Sebenarnya tidak persis disebut warung kopi, karena ia juga menjual nasi dan pilihan lauk sederhana.
Tidak semua pengunjung membeli makanan. Umumnya mereka memesan kopi seduh, lalu berlama-lama nongkrong di tempat adem itu. Agak siang, barulah sebagian makan nasi rames atau nasi goreng.
Biasanya, saya beberapa kali datang setelah olahraga jalan. Ngopi dan duduk-duduk pagi. Pulang sebelum matahari berdiri di ubun-ubun.
Seperti pada Jumat pagi baru lalu. Sebelum tiba di rumah usai mengurus sesuatu, saya mampir ke warung kopi dan nasi tersebut. Ngadem.
Sejuk karena dilingkupi pepohonan. Asri sebab warung berada di kebun dengan beragam tanaman. Ayem ketika memandang ayam hilir mudik.
Sepuluh atau sebelas sepeda motor terparkir. Sudah banyak pengunjung datang. Mereka minum kopi. Mata menatap layar. Orang-orang yang dalam banyak waktu mungkin tidak bisa hidup tanpa smartphone.
Pekerjaannya menuntut demikian. Mereka adalah penjual produk koperasi, salesman barang, pengemudi ojol, dan sebagainya, yang perlu memantau perkembangan apa pun via telepon pintar.

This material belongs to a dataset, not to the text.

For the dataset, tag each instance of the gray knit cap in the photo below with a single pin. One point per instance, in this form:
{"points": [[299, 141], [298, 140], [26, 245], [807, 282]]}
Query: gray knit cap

Saya dan satu pengunjung merupakan orang purnatugas. Sudah tidak terikat dengan aturan kerja. Sehingga punya waktu luang melimpah, punya sedikit uang. Para lansia yang mampir setelah berolahraga, mengantar cucu, atau usai urusan.
Kami berbincang tentang hal-hal receh. Satu orang lagi, yang mampir setelah mengantar istri, ikut terlibat dalam obrolan.
Kesehatan
Kami saling mengingatkan perihal pentingnya menjaga kesehatan, dengan tidak berlebihan mengonsumsi sesuatu, rutin berolahraga, mengurangi beban pikiran, cukup istirahat, dan menyempatkan diri bersosialisasi.
Pemanfaatan Waktu
Dalam diri muncul sedikit dugaan buruk. Barangkali sebagian sales itu ngopi dan nongkrong di warung sambil main gim. Menyia-nyiakan waktu.Â
Mudah-mudahan tidak begitu. Bisa jadi mereka istirahat sebentar untuk meredakan penat.
Namun, jangan terlalu lama. Bagusnya, waktu kerja digunakan secara optimal untuk berproduksi mencapai target.
Empati
Satu waktu sang pemilik pergi ke toko meninggalkan warung, untuk beli telur sekalian memecah selembar uang hasil penjualan.
Tidak ada penjual, seorang pembeli yang baru datang menyeduh sendiri kopi saset. "Sudah biasa," katanya sambil tersenyum.
Seorang ibu berpakaian sederhana celingak-celinguk kebingungan di depan etalase. Pemilik warung biasa memberinya makanan atau gorengan secara cuma-cuma.
Melihat gerak-geriknya, seorang pengunjung berdiri dari tempat duduknya, menghampiri, dan menawarkan kepada ibu itu untuk membungkus beberapa gorengan dan membawa sebotol air mineral.
"Ambil saja, nanti saya yang bayar."
Rezeki
Pria yang ikut nimbrung dalam perbincangan mengaku tidak punya pekerjaan tetap. Makanya, usai mengantar istrinya ke tempat kerja ia berlama-lama nongkrong, ngopi, dan ngerokok. Agaknya, pria itu baru pertama kali berkunjung ke sini.
Lansia sebelah saya memberi nasihat. Katanya, rezeki sudah tersedia di sekitar kita. Tinggal berupaya terus mencarinya. Tak baik terlalu lama menghabiskan waktu dengan sia-sia.Â
Berikhtiar, mumpung masih muda dan sehat. Kurangi pemborosan seperti, misalnya, merokok. Jangan lupa, berdoa memohon kepada-NYA.
***
Masih ada perbincangan encer-encer lainnya, tapi cukuplah ditulis sampai sini saja.
Sudah hampir pukul sebelas. Siap-siap menjalankan ibadah Jumat. Saya pamit undur setelah membayar secangkir kopi dan sepotong tempe goreng. Rp5.000 saja.
Demikian cerita receh pada suatu pagi di warung kopi. Saya mencatat cerita ringan di atas menjadi artikel yang juga receh ini.